Arca Continental S.A.B. de C.V.
- Company type: Public Company
- Traded as: BMV: AC
- Industry: Beverages Food
- Headquarters: Monterrey, Mexico
- Area served: Mexico; United States; Ecuador; Argentina; Peru;
- Key people: Jorge Humberto Santos Reyna (Chairman); Arturo Gutiérrez Hernández (CEO);
- Products: Beverages under The Coca-Cola Company Brand; Snacks;
- Number of employees: 62,000
- Website: www.arcacontal.com

= Arca Continental =

Mexican multinational company

Arca Continental is a Mexican multinational company that produces, distributes and markets beverages under the Coca-Cola Company brand, as well as snacks under the Bokados brand in Mexico, Inalecsa in Ecuador and Wise and Deep River in the United States.

Arca Continental is the second-largest Coca-Cola bottler in Latin America.

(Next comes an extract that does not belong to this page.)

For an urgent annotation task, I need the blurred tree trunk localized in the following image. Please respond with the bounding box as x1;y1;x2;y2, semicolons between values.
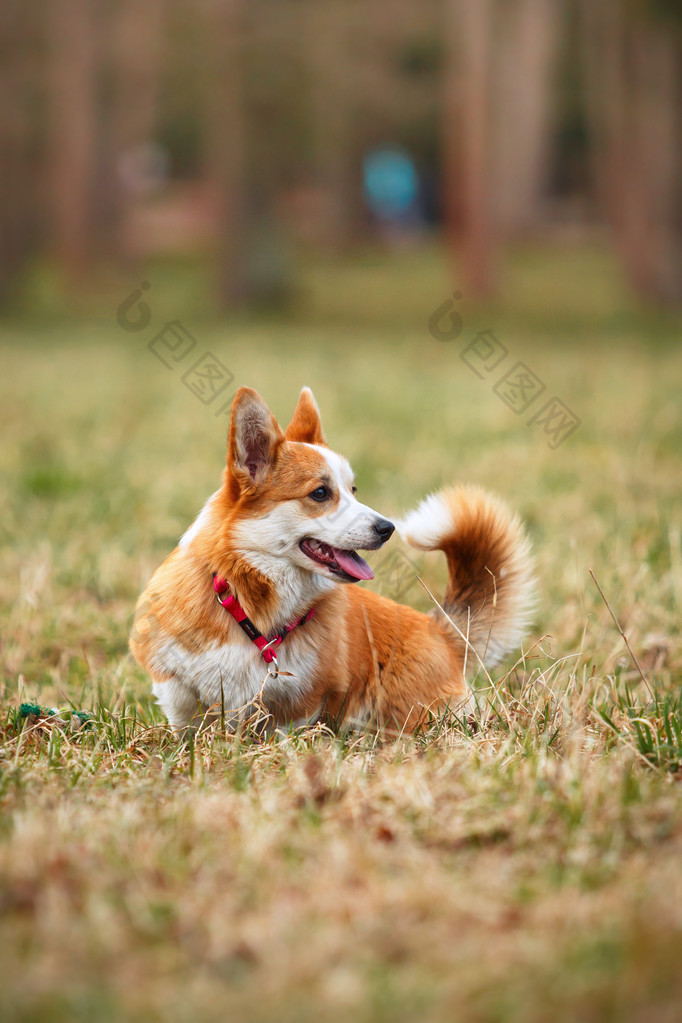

The company serves around 123 million people in the northern and western regions of Mexico as well as in Ecuador, Peru, the northern region of Argentina and the southwestern regions of United States.

In 2012 Arca Continental acquired Wise Foods and Inalecsa.

==History==

===Arca===
Arca was created in 2001 as a merger of 3 established bottlers in Mexico: Argos, Arma, and Procor, controlled respectively by the Fernández family, Arizpe Narro family and Barragán family. This merger made the second-largest Coca-Cola bottler in Mexico. At that time, the company distributed its products only in northern Mexico.

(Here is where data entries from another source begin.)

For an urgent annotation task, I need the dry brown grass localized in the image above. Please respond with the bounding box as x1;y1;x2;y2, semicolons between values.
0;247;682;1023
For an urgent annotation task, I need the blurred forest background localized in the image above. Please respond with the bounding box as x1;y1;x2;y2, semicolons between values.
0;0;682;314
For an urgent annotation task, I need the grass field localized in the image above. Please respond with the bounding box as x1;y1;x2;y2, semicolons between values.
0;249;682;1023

===Merger with Continental===
In 2011, Arca and Grupo Continental—a Coca-Cola bottler headquartered in Tampico, Tamaulipas—agreed to merge into Arca Continental. Estimates at the time of the merger suggested that sales would be about 1.2bn.

===Acquisitions===
Embotelladoras Arca Continental grew during the 2000s by acquiring companies in Mexico, Argentina, and Ecuador. In 2017, Arca Continental announced the closing of a transaction with the Coca-Cola Company to acquire Great Plains Coca-Cola Bottling Company through its subsidiary Coca-Cola Southwest Beverages. This acquisition operates in some areas of the southwestern United States, including Texas, parts of Oklahoma, New Mexico, and Arkansas.

===New plant===
In May 2018, Arca Continental announced the construction of the first new bottling plant in the United States in over a decade. The new $250 million plant has been fully operational since March 2020.